TEMPO.CO, Jakarta - Pemimpin de Facto Myanmar Aung San Suu Kyi bertolak ke Belanda untuk menghadiri sidang sesi dengar atas dugaan genosida atau pembantaian terhadap etnis minoritas Rohingya pada 2017. Sidang akan digelar pada 10 Desember 2019 dan Suu Kyi disebut sumber di Myanmar, akan mempertahankan kepentingan nasional
Dikutip dari reuters.com, Suu Kyi akan menghadapi tuduhan genosida oleh militer Myanmar. Gambia, sebuah negara kecil di Afrika Barat, memasukkan gugatan ke pengadilan internasional atau ICJ pada bulan lalu. Dalam gugatannya, Myanmar diduga telah melakukan genosida, pembunuhan massal dan perkosaan.
Gugatan hukum Gambia pada Myanmar itu didukung oleh 57 negara anggota Organisasi Kerja Sama Islam atai OIC. Myanmar menyangkal tuduhan itu.
Suu Kyi digadang-gadang sebagai penguasa Myanmar dari sipil yang diharapkan bisa mengakhiri kediktatoran militer Myanmar setelah setengah abad. Namun kejadian dugaan pembantaian etnis minoritas Rohingya pada 2017 lalu membuat pemerintahan Suu Kyi disorot.
“Ada perbedaan opini antara Myanmar dan komunitas internasional.

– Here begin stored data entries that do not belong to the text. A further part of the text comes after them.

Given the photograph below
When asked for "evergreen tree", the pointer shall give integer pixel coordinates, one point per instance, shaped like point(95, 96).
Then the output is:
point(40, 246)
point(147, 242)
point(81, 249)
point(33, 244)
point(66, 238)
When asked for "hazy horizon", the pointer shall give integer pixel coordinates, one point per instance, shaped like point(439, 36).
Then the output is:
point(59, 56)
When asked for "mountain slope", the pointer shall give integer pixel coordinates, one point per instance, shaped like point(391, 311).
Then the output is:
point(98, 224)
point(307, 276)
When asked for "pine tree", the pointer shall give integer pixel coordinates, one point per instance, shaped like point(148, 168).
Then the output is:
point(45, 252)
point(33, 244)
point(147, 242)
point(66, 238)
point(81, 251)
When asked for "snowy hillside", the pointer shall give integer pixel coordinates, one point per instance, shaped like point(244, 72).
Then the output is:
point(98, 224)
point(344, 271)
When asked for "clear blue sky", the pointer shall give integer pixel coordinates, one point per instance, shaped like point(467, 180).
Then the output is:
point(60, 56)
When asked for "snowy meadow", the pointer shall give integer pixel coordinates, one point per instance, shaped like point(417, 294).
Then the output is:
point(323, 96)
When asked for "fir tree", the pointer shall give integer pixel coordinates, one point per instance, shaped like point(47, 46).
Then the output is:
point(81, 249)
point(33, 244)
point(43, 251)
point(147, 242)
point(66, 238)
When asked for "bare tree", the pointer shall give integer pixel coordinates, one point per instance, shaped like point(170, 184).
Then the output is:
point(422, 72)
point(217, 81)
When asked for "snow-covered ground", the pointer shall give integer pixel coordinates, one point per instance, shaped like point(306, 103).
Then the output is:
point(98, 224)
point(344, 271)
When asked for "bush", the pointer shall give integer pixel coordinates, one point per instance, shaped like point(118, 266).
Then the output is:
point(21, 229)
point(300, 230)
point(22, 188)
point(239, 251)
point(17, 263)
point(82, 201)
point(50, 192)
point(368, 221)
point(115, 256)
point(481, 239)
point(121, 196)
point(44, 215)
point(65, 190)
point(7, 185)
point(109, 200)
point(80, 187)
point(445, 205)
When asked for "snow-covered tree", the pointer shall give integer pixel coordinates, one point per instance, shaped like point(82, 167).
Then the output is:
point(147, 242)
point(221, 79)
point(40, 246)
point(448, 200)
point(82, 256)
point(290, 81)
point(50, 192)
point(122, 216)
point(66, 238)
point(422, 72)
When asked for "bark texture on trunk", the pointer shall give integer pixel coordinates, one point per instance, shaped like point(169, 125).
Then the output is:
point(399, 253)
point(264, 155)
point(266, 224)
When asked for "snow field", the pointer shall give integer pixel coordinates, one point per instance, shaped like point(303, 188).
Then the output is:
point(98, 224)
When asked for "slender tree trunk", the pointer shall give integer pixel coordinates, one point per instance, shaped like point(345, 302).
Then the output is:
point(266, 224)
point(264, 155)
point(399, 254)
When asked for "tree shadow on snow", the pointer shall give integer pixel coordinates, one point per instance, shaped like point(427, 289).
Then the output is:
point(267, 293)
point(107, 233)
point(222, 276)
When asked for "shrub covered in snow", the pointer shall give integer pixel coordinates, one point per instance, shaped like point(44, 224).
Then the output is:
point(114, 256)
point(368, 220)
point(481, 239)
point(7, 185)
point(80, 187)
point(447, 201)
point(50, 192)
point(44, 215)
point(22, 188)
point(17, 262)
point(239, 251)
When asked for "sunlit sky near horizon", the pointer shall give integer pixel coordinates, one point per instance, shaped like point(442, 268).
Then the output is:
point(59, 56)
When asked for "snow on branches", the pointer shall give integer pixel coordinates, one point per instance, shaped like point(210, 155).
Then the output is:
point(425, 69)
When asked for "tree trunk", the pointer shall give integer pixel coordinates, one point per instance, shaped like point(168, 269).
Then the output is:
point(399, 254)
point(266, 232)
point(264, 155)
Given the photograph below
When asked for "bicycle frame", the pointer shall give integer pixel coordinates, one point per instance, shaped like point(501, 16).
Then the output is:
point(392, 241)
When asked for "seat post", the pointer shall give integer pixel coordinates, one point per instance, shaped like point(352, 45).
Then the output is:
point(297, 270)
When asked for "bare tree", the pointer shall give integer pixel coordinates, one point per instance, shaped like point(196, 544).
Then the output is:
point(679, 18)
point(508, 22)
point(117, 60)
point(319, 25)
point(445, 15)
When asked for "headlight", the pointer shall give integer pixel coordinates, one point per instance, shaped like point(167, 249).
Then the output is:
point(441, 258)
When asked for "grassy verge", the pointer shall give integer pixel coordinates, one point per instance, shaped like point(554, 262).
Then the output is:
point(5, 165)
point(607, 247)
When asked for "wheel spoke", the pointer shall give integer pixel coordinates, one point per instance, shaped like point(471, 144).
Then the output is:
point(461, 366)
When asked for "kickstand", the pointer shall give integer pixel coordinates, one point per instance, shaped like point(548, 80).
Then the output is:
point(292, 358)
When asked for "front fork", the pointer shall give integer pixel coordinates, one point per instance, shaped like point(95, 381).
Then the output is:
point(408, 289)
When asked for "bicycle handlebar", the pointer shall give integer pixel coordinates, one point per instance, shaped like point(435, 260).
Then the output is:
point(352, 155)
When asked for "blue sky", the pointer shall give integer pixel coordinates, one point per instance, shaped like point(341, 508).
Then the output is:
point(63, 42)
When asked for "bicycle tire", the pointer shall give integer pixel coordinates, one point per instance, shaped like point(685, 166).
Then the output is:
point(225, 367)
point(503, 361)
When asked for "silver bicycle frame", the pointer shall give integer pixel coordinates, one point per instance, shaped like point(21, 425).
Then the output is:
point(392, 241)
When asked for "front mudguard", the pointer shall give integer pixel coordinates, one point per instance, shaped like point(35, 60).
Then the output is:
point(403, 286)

Suu Kyi harus menjelaskan apa yang sesungguhnya terjadi di utara negara bagian Rakhine itu,” kata Myo Nyunt, Juru bicara Partai Liga Nasional Demokrasi, partai berkuasa Myanmar.
Keputusan Suu Kyi untuk menghadiri sidang di pengadilan internasional di Den Haag, Belanda, mengejutkan. Sumber yang dekat dengan Suu Kyi menyuarakan kekhawatiran kalau ini kasus ini semakin menodai citranya di mata internasional. Namun di dalam negerinya, langkah Suu Kyi mendapat dukungan karena memperjuangkan kepentingan masyarakat Myanmar melawan musuh bersama.